An early 6502 text suggested that an easy way to pass data to a subroutine would be to place it on the stack. It can be done, but it's not easy; I tend to discourage this kind of coding for beginners.

Here's the problem: You take one or more values and place them on the stack using the PHA (PusH A) command, then call a subroutine. The idea is that the subroutine can simply pull these values from the stack with PLA (PuLl A) and use them, but that won't work. When the subroutine is called with JSR, the last two values placed on the stack are the subroutine return address (to be exact, the address minus 1). So the pull command gets, not the data, but the return address. Annoying.

There are a couple of ways around the problem, but they are clumsy. First, you can pull the return address (two bytes) from the stack and save them. Then the data bytes are pulled and saved. Finally the return address is recalled and put back on the stack. That's a lot of work. It would be easier to have the calling routine store the data somewhere.

The second method is a little more workable, but still clumsy. If the stack pointer is transferred to the X register with TSX, we may now look directly at the stack as it lies in page 1. An instruction such as LDA $0100, X would look at the stack memory area, but would miss the real stack: The effective address would be of the first "empty" stack location. We'll have to climb a little higher to see the "live" stack. For example, LDA $0101, X would look at the last item on the stack; LDA $0102, X would look at the previous item, and so on.

Back to our original problem. There's a byte of data on the stack, behind a subroutine call. We can read it with TSX followed by LDA $0103, X. But we can't remove it from the stack without setting up a loop to repack everything. We can also change this stack item with a STA command. When the subroutine returns, the main routine must pull the extra item back from the stack.

It's often more trouble than it's worth, but it does work. A small example will illustrate.

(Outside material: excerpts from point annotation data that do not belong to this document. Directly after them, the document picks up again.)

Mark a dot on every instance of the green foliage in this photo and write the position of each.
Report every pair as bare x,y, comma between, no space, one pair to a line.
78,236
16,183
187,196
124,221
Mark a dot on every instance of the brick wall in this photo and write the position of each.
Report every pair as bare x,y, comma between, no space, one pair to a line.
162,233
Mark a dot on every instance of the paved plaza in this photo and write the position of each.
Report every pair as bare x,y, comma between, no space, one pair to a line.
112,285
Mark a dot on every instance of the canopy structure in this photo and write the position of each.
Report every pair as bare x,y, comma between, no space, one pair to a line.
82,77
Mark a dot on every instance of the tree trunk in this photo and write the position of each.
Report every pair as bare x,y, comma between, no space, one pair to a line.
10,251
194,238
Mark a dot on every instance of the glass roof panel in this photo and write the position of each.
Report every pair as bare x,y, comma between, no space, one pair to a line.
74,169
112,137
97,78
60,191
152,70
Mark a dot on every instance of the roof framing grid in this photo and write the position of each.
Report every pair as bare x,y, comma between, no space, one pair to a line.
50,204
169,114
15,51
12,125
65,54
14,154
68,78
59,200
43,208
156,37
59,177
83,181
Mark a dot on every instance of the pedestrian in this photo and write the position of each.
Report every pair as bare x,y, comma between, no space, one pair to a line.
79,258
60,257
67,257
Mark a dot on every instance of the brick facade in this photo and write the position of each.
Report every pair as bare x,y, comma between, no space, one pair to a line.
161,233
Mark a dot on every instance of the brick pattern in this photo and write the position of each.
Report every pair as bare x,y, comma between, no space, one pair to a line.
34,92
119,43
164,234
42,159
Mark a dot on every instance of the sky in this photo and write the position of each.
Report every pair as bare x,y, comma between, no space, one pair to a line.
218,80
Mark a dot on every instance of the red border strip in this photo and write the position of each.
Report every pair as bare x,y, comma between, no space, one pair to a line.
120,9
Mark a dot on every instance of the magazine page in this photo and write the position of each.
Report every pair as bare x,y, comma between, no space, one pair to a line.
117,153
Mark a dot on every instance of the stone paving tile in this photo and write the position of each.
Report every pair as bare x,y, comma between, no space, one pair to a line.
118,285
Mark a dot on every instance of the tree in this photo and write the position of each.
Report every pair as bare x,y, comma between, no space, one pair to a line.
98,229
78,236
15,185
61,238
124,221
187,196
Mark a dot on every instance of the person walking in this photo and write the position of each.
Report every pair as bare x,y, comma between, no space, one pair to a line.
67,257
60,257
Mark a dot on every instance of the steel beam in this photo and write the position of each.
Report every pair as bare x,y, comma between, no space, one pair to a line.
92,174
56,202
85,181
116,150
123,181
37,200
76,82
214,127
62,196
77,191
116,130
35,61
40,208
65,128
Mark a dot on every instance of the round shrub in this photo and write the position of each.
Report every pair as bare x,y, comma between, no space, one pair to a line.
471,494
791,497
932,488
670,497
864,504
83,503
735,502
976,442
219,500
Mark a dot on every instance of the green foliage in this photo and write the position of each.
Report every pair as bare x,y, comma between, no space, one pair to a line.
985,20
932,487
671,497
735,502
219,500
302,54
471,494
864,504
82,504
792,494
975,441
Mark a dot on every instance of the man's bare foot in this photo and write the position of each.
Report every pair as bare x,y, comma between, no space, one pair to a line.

This routine prints a triangle of asterisk signs. There are better ways to do the job, but it does illustrate moderately advanced stack work.

033C A9 01	LDA #$01	;start count at 1
033E 48		PHA		;pass to the stack
033F 20 4B 03	JSR $034B	;call print subrtn
0342 68		PLA		;get back the count
0343 18		CLC 
0344 69 01	ADC #$01	;add one to count
0346 C9 10	CMP #$10	;stop at 16
0348 90 F4	BCC $033E	;else do it again
034A 60		RTS	
             ;SUBROUTINE TO CHECK STACK
034B BA		TSX		;get the pointer
034C BD 03 01	LDA $0103, X	;dig out the count
034F A8		TAY		;put it in Y
0350 A9 2A	LDA #$2A	;asterisk character
0352 20 D2 FF	JSR $FFD2	;print it
0355 88		DEY		;count down
0356 D0 FA	BNE $0352	;if more, go back
0358 A9 0D	LDA #$0D	;carriage return
035A 20 D2 FF	JSR $FFD2	;print it
035B 60		RTS		;quit

Call the above program from BASIC with SYS 828.

If you'd rather enter the program as BASIC DATA statements, the following program will do the job:

100 DATA 169, 1, 72, 32, 75, 3, 104, 24
110 DATA 105, 1, 201, 16, 144, 244, 96
120 DATA 186, 189, 3, 1, 168, 169, 42
130 DATA 32, 210, 255, 136, 208, 250
140 DATA 169, 13, 32, 210, 255, 96
200 FOR J = 828 TO 861
210 READ X
220 T = T + X
230 POKE J, X
240 NEXT J
250 IF T <> 3911 THEN STOP
260 SYS828

More Muscle

Perhaps a more useful task for the stack is to streamline frequently used subroutines. For example, if there's a popular subroutine that I call a dozen times or more, it will be in my interest to make the calling sequence as brief and easy as possible.

Here's a common one. I often need to print various messages, and expect to use a subroutine to do it. The normal calling sequence would be to load the address of the particular message into a couple of registers—say, A and Y—and then have the subroutine use this address to print the message. This means that the subroutine will have an overhead of two instructions: the LDA and LDY before the call. The overhead might in fact be greater: I might need to save previous values in A and Y in order to continue my program after the message is printed.

Suppose I could do this: just call the subroutine, and leave the message itself behind the calling routine. I could flag the end of the message text with a zero byte. Now, if I could make the subroutine smart enough to go after this message, I could save a lot of setup coding.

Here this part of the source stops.